O Tribunal de Conta da União recebeu nesta quinta-feira (18) representação de um grupo de parlamentares de oposição contra a pretensão do governo de trocar cartões do programa Bolsa Família por modelos novos do Auxílio Brasil. O documento contém um pedido de liminar. Deseja-se que o TCU se mova rapidamente, para impedir que o Tesouro Nacional gaste R$ 650 milhões numa providência de contornos meramente eleitoreiros.

Deve-se a iniciativa ao senador Alessandro Vieira (PSDB-SE) e aos deputados Tabata Amaral (PSB-SP) e Felipe Rigoni (União Brasil-ES). Os três operam em regime de "gabinete compartilhado". Associou-se também à representação o secretário municipal de Educação do Rio de Janeiro, Renan Ferreirinha (PSD-RJ). Além da suspensão da despesa, o grupo pede a devolução de verbas que já tenham sido gastas e a imposição de sanções aos envolvidos na operação.

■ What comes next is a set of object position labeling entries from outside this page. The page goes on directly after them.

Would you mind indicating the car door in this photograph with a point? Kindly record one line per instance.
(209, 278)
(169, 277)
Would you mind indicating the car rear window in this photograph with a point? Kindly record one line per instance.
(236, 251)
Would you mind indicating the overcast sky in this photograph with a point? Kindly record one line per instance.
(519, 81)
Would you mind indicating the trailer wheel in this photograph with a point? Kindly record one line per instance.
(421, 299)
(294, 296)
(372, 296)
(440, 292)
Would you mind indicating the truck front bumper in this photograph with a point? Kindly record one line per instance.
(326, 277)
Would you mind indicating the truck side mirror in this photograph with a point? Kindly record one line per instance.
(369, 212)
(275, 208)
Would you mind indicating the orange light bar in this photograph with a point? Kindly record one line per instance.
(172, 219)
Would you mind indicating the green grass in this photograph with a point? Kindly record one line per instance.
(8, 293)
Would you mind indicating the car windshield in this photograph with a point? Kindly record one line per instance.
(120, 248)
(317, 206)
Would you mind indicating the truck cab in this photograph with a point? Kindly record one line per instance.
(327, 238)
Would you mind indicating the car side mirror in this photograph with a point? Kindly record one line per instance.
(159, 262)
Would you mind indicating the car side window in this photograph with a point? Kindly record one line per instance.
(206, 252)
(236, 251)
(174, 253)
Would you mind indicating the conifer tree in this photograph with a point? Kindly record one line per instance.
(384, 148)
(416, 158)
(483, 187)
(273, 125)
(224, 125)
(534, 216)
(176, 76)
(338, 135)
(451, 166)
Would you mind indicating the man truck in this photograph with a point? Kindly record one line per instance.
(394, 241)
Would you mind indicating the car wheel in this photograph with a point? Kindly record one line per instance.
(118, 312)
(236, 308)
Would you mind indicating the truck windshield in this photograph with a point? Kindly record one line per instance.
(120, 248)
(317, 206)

Conforme já comentado aqui, o Ministério da Cidadania, chefiado por Ronaldo Vieira Bento, corre contra o relógio para trocar parte dos 18 milhões de cartões do Bolsa Família. A logomarca é associada a Lula e aos governos do PT. Bolsonaro deseja distribuir cartões com a inscrição do Auxílio Brasil, programa lançado na sua gestão. A troca é desnecessária, pois os cartões antigos operam normalmente. Não há vestígio de dificuldades para que os beneficiários realizem os saques.

"Não dá para aceitar o uso de recursos públicos para tentar criar uma marca personalista em programa tão importante", disse Alessandro Vieira. O deputado Felipe Rigone recorda que "há pessoas passando fome, sem água tratada, sem esgoto." Afirma que "gastar R$ 650 milhões só por causa de um nome é inadmissível."

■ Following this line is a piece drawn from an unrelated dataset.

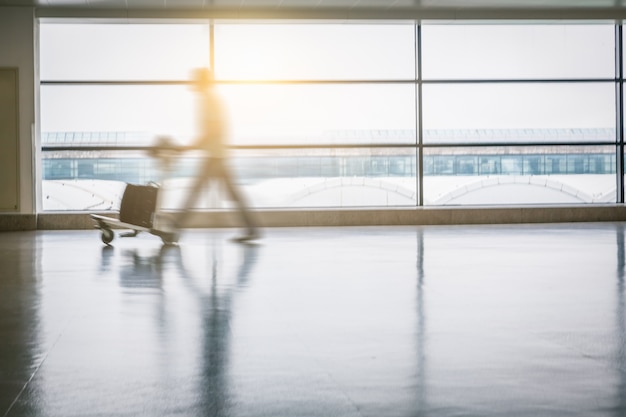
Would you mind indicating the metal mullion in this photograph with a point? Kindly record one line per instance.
(619, 110)
(419, 130)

Tabata Amaral ecoa os colegas: "O mesmo governo que dizia não ter dinheiro para fornecer internet a alunos de escola pública ou para comprar absorventes para nossas meninas, agora abre o caixa para ações eleitoreiras. As prioridades estão claras: a educação e o combate às desigualdades ficam abandonados, enquanto o dinheiro para propaganda e politicagem dá e sobra."

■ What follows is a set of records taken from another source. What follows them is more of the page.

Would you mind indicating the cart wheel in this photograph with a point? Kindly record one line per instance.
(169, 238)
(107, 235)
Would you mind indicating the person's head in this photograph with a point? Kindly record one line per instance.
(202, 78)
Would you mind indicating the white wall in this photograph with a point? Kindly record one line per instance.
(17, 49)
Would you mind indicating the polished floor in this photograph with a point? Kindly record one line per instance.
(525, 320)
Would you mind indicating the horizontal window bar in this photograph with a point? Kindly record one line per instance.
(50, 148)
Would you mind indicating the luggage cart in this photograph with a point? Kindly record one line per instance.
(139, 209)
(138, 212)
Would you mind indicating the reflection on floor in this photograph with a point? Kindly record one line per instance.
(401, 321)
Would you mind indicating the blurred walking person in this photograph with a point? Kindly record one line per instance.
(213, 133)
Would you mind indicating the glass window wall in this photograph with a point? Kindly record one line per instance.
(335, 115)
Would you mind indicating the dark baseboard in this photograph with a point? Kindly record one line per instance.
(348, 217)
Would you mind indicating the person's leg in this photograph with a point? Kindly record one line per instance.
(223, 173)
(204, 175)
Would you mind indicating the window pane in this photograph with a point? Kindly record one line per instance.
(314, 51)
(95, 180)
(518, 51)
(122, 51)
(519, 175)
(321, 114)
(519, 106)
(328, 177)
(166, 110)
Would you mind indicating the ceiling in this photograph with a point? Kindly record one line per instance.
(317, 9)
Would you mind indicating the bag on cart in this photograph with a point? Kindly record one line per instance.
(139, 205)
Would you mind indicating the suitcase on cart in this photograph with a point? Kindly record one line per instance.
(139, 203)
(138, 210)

Redigida pelo advogado Caio Chaves Morau, a representação anota que "a troca do nome 'Bolsa Família' para 'Auxílio Brasil' importa em grave ofensa aos princípios da moralidade e da economicidade, que devem reger a Administração Pública na escolha dos gastos que pretende assumir com importantes recursos do erário."

O advogado acrescenta que "a medida, com viés eleitoral, é ainda mais escandalosa quando se considera que o valor a ser empregado seria suficiente para pagar mais de 1,6 milhão de benefícios de R$ 400,00 às famílias que dele verdadeiramente necessitam."

Ironicamente, quando era apenas um deputado federal do baixo clero da Câmara, Bolsonaro se referia ao Bolsa Família como um "cabresto eleitoral" do PT. Agora, às voltas com uma campanha à reeleição em que Lula emerge nas pesquisas como seu principal rival, Bolsonaro opera para converter o Auxílio Brasil em sua própria coleira.